Since when did we become incapable of doing anything for ourselves? It started off with cleaners. In the bad old days only rich people had cleaners. Now everyone has a cleaner. Cleaners have cleaners.

The golden age of cheap foreign labour means that nobody has to tidy up their own mess. Or cook their own dinner, or dig their own garden, or feed their own cats, or, indeed, do their own job.

My friend Catherine has a PA. My friend Catherine is a PA. Since when did a PA need a PA? And what happens when the PA’s PA needs a PA?

Doing boring things for yourself is just so Nineties. Outsourcing, that’s the buzzword.

Whereas our parents rolled up their sleeves and got on with it, we are the generation who said, ‘Get someone in.’ Nobody wants to do anything that could be done by someone else at great expense any more.

I have several friends who pay their nanny more than they earn, rather than stay at home and look after their own children.

Shopping’s over. Shopping’s for losers. I complained about shopping to a friend the other day and she expressed flabbergasted disbelief that I was attempting to do it for myself. Did I not have a personal shopper, or retail technician as they are now known?

Don’t even think about cooking, obviously. Nobody cooks anymore. The students who live next door to me had a dinner party the other week, and one of those bespoke organic, wholefood caterers arrived to deliver finest wild salmon and macrobiotic pulses.

Still walking your dog? Thought the whole point of a mutt was the exercising of it? Not so.

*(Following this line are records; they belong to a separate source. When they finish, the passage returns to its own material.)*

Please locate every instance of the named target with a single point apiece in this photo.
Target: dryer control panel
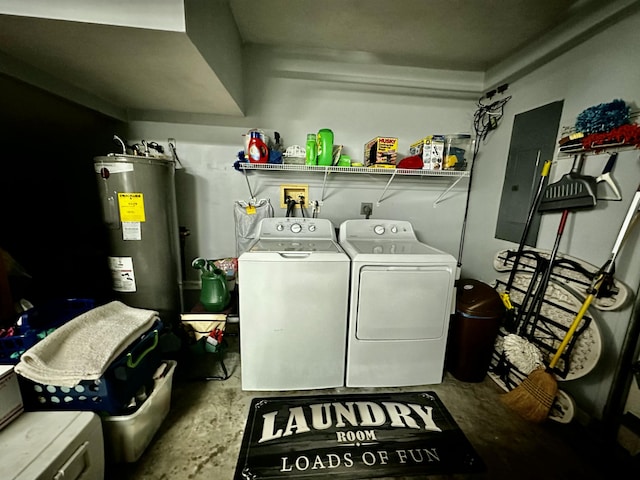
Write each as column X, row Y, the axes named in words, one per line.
column 364, row 229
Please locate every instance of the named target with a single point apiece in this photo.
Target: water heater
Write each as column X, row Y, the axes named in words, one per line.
column 139, row 209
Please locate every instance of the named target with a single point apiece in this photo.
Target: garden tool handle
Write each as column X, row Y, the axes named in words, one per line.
column 576, row 322
column 534, row 207
column 633, row 207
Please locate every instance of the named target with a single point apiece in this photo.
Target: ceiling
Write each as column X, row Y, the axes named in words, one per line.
column 125, row 70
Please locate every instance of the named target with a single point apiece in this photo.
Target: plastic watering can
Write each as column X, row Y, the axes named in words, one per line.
column 214, row 294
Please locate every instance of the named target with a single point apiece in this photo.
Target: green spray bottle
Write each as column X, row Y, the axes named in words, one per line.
column 325, row 147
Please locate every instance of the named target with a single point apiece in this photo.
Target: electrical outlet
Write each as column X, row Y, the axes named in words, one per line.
column 366, row 208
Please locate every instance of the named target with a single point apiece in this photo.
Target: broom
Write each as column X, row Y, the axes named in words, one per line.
column 533, row 398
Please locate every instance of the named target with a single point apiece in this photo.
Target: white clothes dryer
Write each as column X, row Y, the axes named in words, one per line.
column 402, row 297
column 293, row 301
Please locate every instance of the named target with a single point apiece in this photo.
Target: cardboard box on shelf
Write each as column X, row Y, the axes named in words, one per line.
column 10, row 398
column 381, row 151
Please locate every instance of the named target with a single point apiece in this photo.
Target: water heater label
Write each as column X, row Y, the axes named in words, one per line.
column 131, row 207
column 113, row 167
column 123, row 277
column 131, row 231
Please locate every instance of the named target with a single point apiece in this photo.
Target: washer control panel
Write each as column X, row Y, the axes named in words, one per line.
column 296, row 227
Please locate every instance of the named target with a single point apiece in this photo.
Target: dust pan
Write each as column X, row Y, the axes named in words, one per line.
column 572, row 191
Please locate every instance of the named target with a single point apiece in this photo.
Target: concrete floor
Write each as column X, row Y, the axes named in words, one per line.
column 201, row 436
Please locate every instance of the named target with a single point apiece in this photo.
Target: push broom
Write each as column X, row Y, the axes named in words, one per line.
column 533, row 398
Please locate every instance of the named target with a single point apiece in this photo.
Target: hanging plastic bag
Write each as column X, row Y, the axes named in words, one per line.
column 247, row 217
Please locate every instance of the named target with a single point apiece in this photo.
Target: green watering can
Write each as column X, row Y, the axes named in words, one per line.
column 214, row 294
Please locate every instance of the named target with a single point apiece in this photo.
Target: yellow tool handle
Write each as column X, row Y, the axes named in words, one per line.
column 576, row 322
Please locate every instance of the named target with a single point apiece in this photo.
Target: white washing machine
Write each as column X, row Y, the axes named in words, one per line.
column 293, row 284
column 402, row 297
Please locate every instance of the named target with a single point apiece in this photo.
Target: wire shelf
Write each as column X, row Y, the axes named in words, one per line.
column 367, row 170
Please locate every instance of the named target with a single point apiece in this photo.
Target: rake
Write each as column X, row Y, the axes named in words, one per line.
column 572, row 191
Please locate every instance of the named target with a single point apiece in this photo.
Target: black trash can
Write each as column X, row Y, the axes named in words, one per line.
column 473, row 330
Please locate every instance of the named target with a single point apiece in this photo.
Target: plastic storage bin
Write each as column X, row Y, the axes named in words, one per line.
column 127, row 436
column 111, row 393
column 473, row 331
column 36, row 323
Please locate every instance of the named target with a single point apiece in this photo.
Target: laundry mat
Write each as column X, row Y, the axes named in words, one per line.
column 353, row 436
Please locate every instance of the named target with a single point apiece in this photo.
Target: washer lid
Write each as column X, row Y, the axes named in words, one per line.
column 295, row 245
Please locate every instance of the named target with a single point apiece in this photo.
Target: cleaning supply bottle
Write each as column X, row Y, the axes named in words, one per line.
column 258, row 150
column 311, row 152
column 325, row 147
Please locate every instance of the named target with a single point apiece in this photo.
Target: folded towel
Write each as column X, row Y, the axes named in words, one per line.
column 84, row 347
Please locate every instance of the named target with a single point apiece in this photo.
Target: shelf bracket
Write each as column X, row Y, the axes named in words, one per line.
column 439, row 199
column 393, row 175
column 251, row 195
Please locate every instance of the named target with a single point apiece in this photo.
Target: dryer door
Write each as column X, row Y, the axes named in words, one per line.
column 404, row 302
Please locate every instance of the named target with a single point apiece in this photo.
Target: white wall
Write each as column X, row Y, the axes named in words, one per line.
column 600, row 70
column 209, row 185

You want to ring ‘walkies.com’. According to the blurb on the side of their blue and pink vans, the arduous and hitherto soul-crushing requirement to attach your hound to a length of chain and parade it down the street has now been alleviated by the dawn of personal dogwalking.

Washing your face used to be a straightforward affair. I never gave it much thought before now. But that was before I discovered the ‘facialist’. The facialist can wash your face much better than you can and it only costs £80. My mother used to enjoy painting her nails. Now she has a nail technician.

Preferably all personal staff must come to your house, and you must refer to them as ‘my’, as if you own them. ‘My’ personal trainer, tai chi instructor, accountant, time manager. They also have to be described as ‘marvellous’. If a friend has a rival reiki masseur it is important that you make clear that yours is superior. Ditto your nutritionist. Your nutritionist should be spotting more foods that are poisoning you to death than your friends’ nutritionists, who will be overlooking all manner of fatal wheat intolerances, sugar addictions and coffee allergies which your man has brilliantly spotted. In any case, you clearly cannot decide what you like to eat yourself. That is madness.

My little army of helpers is still in its infancy and I’m amazed at what I have already ceased being able to do. Since acquiring a cleaner, a catsitter, a gardener and an oddjob man called Tony I find myself quite incapable of doing all manner of tasks. Only Tony, for example, can now change light bulbs, switch radiators off and get stuff down from the top shelves in my kitchen. I am at a loss to know how to negotiate leaves unless I call Pete the gardener. I must say, however, that both Tony and Pete are frustrated men. I get the impression Tony is tired of being called out and paid £70 to open stuck doors. And as I have only a small paved area at the rear of my house poor Pete rarely has anything to do at all. The last really exciting commission I gave him was to bury the cat.

Still, I can’t help thinking that there are other areas of my life I could be outsourcing. Talking to friends on the phone, for example. A personal friend manager might be able to do all the pointless gossiping for me and then issue me with a summary of things I need to know, mostly advice about facialists.

I also need a catsitter-sitter. Someone to come in and check that the catsitter has sat well enough. My friend Nicola solved this particular problem by having a live-in catsitter, a cat au pair, who, in return for a suite of rooms in her house and a small stipend, is on hand 24 hours a day in case there is a feline emergency.

Of course we could all just go home and sort out our stuff for ourselves. But that wouldn’t be very progressive, would it?

Melissa Kite is deputy political editor of the Sunday Telegraph.